Because Preston Ware was the first player to adopt the move and play it against the best players in the world at the time, and since there are other moves named “Ware,” I hereby name the move 3…Qe5+ the “American” opening.

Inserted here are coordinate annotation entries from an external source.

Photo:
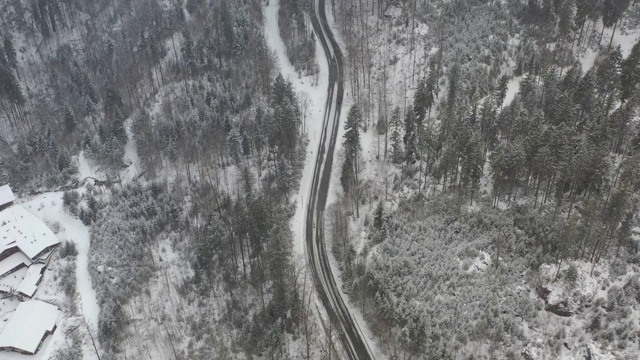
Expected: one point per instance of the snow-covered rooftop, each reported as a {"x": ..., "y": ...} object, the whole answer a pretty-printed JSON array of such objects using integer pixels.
[
  {"x": 12, "y": 281},
  {"x": 6, "y": 195},
  {"x": 28, "y": 325},
  {"x": 29, "y": 285},
  {"x": 13, "y": 261},
  {"x": 19, "y": 227}
]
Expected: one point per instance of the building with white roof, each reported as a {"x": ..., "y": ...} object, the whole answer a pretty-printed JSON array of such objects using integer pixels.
[
  {"x": 6, "y": 197},
  {"x": 23, "y": 233},
  {"x": 31, "y": 280},
  {"x": 27, "y": 329}
]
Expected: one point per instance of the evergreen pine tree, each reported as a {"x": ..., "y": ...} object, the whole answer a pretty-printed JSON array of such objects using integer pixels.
[{"x": 410, "y": 136}]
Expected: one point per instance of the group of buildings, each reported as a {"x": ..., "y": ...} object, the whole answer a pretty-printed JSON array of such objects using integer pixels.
[{"x": 26, "y": 246}]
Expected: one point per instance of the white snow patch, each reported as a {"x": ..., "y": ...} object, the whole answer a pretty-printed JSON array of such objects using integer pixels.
[{"x": 48, "y": 208}]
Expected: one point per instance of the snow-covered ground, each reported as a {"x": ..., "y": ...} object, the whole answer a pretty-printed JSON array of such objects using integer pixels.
[
  {"x": 48, "y": 208},
  {"x": 317, "y": 97}
]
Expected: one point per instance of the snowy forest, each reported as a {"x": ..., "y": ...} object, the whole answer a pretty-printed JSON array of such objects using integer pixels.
[{"x": 484, "y": 195}]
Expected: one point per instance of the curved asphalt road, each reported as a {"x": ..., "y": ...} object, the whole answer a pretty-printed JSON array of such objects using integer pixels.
[{"x": 353, "y": 341}]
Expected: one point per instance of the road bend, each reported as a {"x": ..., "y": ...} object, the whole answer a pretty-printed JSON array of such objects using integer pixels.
[{"x": 351, "y": 337}]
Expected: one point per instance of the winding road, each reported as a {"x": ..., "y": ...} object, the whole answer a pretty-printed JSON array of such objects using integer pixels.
[{"x": 353, "y": 341}]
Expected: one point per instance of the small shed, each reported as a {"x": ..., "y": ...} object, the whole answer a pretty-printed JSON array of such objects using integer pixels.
[
  {"x": 6, "y": 197},
  {"x": 29, "y": 326}
]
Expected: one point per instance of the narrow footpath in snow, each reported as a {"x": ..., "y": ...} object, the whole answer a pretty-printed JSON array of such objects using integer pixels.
[{"x": 48, "y": 208}]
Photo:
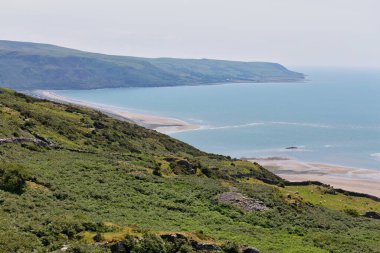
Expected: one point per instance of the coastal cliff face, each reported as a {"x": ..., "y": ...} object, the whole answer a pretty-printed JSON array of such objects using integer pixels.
[
  {"x": 75, "y": 180},
  {"x": 39, "y": 66}
]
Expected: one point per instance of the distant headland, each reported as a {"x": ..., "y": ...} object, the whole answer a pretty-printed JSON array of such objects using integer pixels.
[{"x": 26, "y": 66}]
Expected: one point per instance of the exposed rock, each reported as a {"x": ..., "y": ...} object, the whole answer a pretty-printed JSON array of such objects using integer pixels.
[
  {"x": 205, "y": 246},
  {"x": 372, "y": 215},
  {"x": 173, "y": 237},
  {"x": 250, "y": 250},
  {"x": 239, "y": 200},
  {"x": 97, "y": 237},
  {"x": 37, "y": 141},
  {"x": 119, "y": 247}
]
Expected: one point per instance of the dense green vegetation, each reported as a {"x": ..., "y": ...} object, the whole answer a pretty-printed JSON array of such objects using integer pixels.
[
  {"x": 73, "y": 177},
  {"x": 40, "y": 66}
]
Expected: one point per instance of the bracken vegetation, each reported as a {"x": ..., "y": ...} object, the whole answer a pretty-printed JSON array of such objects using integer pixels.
[{"x": 75, "y": 180}]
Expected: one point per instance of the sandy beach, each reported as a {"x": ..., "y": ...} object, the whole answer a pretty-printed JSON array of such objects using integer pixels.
[
  {"x": 161, "y": 124},
  {"x": 347, "y": 178}
]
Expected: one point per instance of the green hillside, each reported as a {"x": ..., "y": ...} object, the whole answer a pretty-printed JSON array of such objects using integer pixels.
[
  {"x": 26, "y": 65},
  {"x": 74, "y": 179}
]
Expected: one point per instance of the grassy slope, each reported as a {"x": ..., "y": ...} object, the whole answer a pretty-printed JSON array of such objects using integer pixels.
[
  {"x": 40, "y": 66},
  {"x": 101, "y": 172}
]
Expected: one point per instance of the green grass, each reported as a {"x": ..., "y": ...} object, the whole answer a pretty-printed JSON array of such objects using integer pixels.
[
  {"x": 319, "y": 195},
  {"x": 100, "y": 172}
]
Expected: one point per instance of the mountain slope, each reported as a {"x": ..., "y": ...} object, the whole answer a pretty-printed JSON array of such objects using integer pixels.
[
  {"x": 76, "y": 179},
  {"x": 26, "y": 65}
]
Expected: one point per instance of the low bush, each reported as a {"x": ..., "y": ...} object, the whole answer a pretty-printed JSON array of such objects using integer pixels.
[{"x": 13, "y": 178}]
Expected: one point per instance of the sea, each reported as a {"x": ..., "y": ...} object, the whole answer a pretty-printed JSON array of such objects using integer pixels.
[{"x": 332, "y": 117}]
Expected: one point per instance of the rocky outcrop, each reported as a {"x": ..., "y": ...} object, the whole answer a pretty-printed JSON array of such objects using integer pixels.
[
  {"x": 250, "y": 250},
  {"x": 372, "y": 215},
  {"x": 119, "y": 247},
  {"x": 208, "y": 247},
  {"x": 241, "y": 201},
  {"x": 42, "y": 142}
]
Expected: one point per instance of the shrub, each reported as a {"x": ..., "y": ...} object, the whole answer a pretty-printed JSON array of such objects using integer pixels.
[
  {"x": 150, "y": 244},
  {"x": 13, "y": 178},
  {"x": 231, "y": 247},
  {"x": 352, "y": 212}
]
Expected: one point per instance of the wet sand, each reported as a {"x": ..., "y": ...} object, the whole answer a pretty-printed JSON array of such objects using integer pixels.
[
  {"x": 160, "y": 124},
  {"x": 347, "y": 178}
]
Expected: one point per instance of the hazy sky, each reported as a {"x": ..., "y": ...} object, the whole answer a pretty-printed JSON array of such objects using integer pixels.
[{"x": 292, "y": 32}]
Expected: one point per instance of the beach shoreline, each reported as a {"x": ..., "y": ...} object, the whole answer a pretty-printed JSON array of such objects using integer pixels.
[
  {"x": 348, "y": 178},
  {"x": 163, "y": 125}
]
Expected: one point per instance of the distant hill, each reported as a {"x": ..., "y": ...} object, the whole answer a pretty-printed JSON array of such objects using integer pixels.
[
  {"x": 75, "y": 180},
  {"x": 25, "y": 65}
]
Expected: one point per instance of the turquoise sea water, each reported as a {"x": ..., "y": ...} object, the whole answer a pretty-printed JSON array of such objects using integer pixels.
[{"x": 333, "y": 117}]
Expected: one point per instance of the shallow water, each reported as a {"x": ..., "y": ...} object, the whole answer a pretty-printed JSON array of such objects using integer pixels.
[{"x": 334, "y": 117}]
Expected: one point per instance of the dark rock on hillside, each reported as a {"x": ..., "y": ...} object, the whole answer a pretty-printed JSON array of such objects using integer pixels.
[
  {"x": 208, "y": 247},
  {"x": 250, "y": 250},
  {"x": 97, "y": 237},
  {"x": 372, "y": 215},
  {"x": 241, "y": 201},
  {"x": 119, "y": 247}
]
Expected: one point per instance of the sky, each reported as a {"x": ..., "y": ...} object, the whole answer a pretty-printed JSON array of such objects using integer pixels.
[{"x": 327, "y": 33}]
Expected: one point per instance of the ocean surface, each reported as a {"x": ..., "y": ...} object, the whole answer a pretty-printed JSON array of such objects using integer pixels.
[{"x": 333, "y": 117}]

I would rather tell my friend I lost with the “American” than the “Patzer.” How about you?

Alexandre Drozdov has played 3…Qe5+ seven times, losing four while winning only three, but two of the wins were against a strong Grandmaster.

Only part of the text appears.